4 Key Ideas From the PBS Video
1.  "If we teach today's students as we did yesterday's, we are robbing them of tomorrow."
     — John Dewey

2.  Two emerging education systems - one for the regular student where the standard curriculum is taught for service jobs and one for the wealthy who learn to apply and problem solve and innovate which will clear the path for success in a global economy

3.  The technology itself is not the be all and end all.  It is a tool to be used when it best suits the situation.
     I have been thinking a lot lately about how to get kids talking about their reading books.  My class reads an assigned genre and a free choice book each month.  While the assigned genre has guidelines for demonstrating understanding, the free choice book does not.  I'd like to find a way for kids to have reading partners - kids who read the same book and have a conversation with each other about the story elements, the story, connections, vocabulary, etc.  I'm thinking it could be done by pairing up kids on the same reading level - maybe using NWEA data or NECAP data as a preliminary starting point.  Then maybe creating a menu of options for kids to demonstrate their relationship with the story/author.

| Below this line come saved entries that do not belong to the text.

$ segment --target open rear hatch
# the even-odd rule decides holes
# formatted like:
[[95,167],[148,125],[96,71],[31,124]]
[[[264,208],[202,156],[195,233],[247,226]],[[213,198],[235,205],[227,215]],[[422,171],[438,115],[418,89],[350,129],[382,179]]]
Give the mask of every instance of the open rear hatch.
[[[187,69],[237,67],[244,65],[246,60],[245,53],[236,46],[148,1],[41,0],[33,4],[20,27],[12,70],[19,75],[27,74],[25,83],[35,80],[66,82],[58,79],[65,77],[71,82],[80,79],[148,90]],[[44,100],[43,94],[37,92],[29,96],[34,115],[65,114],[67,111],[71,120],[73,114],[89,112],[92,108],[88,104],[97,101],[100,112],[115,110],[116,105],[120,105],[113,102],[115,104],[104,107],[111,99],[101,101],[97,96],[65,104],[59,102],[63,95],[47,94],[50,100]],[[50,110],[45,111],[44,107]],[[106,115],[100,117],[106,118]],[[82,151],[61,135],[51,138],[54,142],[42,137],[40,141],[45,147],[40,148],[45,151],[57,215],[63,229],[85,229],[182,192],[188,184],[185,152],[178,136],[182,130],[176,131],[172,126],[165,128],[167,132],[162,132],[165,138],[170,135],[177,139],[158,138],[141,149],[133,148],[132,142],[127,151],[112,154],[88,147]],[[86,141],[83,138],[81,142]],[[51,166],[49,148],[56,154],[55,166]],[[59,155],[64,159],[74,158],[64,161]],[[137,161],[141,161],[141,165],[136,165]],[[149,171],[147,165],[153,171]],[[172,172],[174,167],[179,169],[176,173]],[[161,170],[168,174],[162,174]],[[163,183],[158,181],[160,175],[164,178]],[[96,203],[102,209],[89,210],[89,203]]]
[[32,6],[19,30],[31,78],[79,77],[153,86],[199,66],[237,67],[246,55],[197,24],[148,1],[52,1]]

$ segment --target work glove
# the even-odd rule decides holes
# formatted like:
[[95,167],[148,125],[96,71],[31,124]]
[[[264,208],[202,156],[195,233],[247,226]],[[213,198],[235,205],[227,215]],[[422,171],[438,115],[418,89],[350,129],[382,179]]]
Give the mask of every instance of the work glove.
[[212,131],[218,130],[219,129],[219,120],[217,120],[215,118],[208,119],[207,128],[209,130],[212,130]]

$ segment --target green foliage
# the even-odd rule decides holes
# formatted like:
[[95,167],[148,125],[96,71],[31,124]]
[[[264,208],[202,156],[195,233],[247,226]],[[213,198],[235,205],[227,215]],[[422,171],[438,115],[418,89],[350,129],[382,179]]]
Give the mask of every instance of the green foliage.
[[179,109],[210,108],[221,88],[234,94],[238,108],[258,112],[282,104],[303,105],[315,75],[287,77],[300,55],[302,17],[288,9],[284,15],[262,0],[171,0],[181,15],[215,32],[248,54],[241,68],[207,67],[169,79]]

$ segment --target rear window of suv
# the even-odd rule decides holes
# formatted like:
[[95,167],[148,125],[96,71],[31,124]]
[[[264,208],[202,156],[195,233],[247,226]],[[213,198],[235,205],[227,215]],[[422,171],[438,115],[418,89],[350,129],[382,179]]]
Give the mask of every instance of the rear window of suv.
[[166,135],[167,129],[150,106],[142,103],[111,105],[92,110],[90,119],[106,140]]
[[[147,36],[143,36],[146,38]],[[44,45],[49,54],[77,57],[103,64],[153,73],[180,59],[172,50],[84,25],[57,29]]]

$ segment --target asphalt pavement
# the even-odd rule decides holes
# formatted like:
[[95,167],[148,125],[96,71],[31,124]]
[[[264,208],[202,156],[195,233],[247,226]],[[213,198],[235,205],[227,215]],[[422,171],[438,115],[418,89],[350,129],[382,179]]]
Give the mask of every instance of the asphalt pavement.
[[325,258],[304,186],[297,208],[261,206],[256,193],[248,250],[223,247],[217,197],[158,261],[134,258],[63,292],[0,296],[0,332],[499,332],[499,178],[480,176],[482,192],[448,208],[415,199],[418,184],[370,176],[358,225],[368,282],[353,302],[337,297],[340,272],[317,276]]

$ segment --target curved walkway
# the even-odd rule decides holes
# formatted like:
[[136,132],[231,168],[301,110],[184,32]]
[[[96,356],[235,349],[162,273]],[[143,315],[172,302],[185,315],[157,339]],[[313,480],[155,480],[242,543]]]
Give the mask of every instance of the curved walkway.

Perhaps some of the choices could be technology related.
     One worry I have with this is that my fifth graders, while technologically savy in many ways, don't have a skill set that allows them to be independent with the technology.  Many students have a limited exposure to word processing, file management, or even keyboarding.  In the past, the tech coordinator had created a set of mini-assignments that helped kids learn the skills necessary to navigate a word processing program.  Something like this would be very helpful.  While we want technology to be authentic, kids have to start somewhere.  There needs to be more instruction from someone other than the classroom teacher.  While I agree technology should be seemlessly integrated, in practice we are not there.  With 5 preps a day, I don't know where to put designing new curriculum to teach tech skills.  There will have to be more support than there is now. I'm thinking that maybe the technology coordinator could provide a series of mini-lessons as we begin exploring a new application or maybe work as an extra set of hands in the classroom when beginning new applications.  I realize the kids will become the experts and know many things I don't, but I also know that it takes time to develop that expertise and at the moment, it time I'm struggling to find.



4.  The best uses of technology build on the standards - if done well, assessment is part of the process - the success can't happen if the standards aren't met or the knowledge isn't there.

5.  Schools are set up for the "assembly line" society and economy.